Lord Blencathra (Con)
May I ask for one point of clarification? These alcolocks sound fantastic. Do they have to be fitted by the manufacturers when the car is made, or can they be attached as a gadget afterwards?
I hear that they can be fitted in an hour for under £200.
Lord Blencathra (Con)
My Lords, this has been an eye-opener of a debate, not just for me but, I think, for many noble Peers; we have all learned something that we did not know before.
I feel a bit of a fraud doing this little wind up at the end. It really should be the noble Baroness, Lady Hayter, after her superb speech and the amendments she spoke to. Let me just rattle through a few comments. I am sorry that my noble friend Lord Attlee did not like my noble friend’s amendment. Mind you, I did not like his amendment on random stops much either.
My noble friend Lady Coffey was right. The police should have good reason for stopping someone. I remember a few years ago that my constituents, way up in the wilds of Cumbria, used to complain that when they left the local pub late at night, they would drive a few yards and a police officer hiding in a car around the corner would stop them and say, “We have reason to think you have been drinking, sir”. Was that a random stop or was it done with good reason? The noble Lord himself said that the police do not need a reason to stop someone, so we do not need random stopping.
The points made by my noble friend Lord Bailey of Paddington were absolutely right. We read those horrible stories about policemen being dragged along, and I hope the gap there can be plugged.
I really liked what the noble Lord, Lord Hampton, said about interlock schemes. I think I first heard of those on “Tomorrow’s World” 20 years ago and they still have not been implemented.

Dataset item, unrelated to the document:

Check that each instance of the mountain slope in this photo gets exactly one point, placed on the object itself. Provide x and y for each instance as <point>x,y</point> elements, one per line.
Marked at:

I simply do not understand what the problem is with doing a pilot. If the noble Lord brought that back on Report and it was in order, many of us would be tempted to support him.
I come now to the two big crunch amendments, which were the eye-opener for me. The noble Baroness was so right to talk about uninsured vehicles, and so was my noble friend Lord Ashcombe. I had no idea that the fine was less than half the insurance—that just cannot be right. Although we cannot put increased fines in the Bill, I like the idea of confiscation. Everyone says, “The police have the power to confiscate”, but are they actually doing it? I get the impression that very few vehicles are being confiscated.
We have automatic number plate recognition all over the country. If it is working, why are there tens of thousands of uninsured cars on the road? I say to the police, and perhaps to the Home Office to advise them: get out there and start grabbing those vehicles, getting the people and confiscating their cars. When they get them back, it will be not a £50 administrative fine but a £500 admin fine added to the current penalty to get their vehicle back. That might act as a disincentive for them until the government strategy comes along.
I conclude with the amendment from my noble friend Lord Lucas. The Minister seemed to make a very good case as to why his amendment was not necessary, and he did it in a courteous and nice way. I thank him for agreeing that my noble friend may come to the Home Office and meet the officials there and be briefed on it. With those words, I beg leave to withdraw the amendment.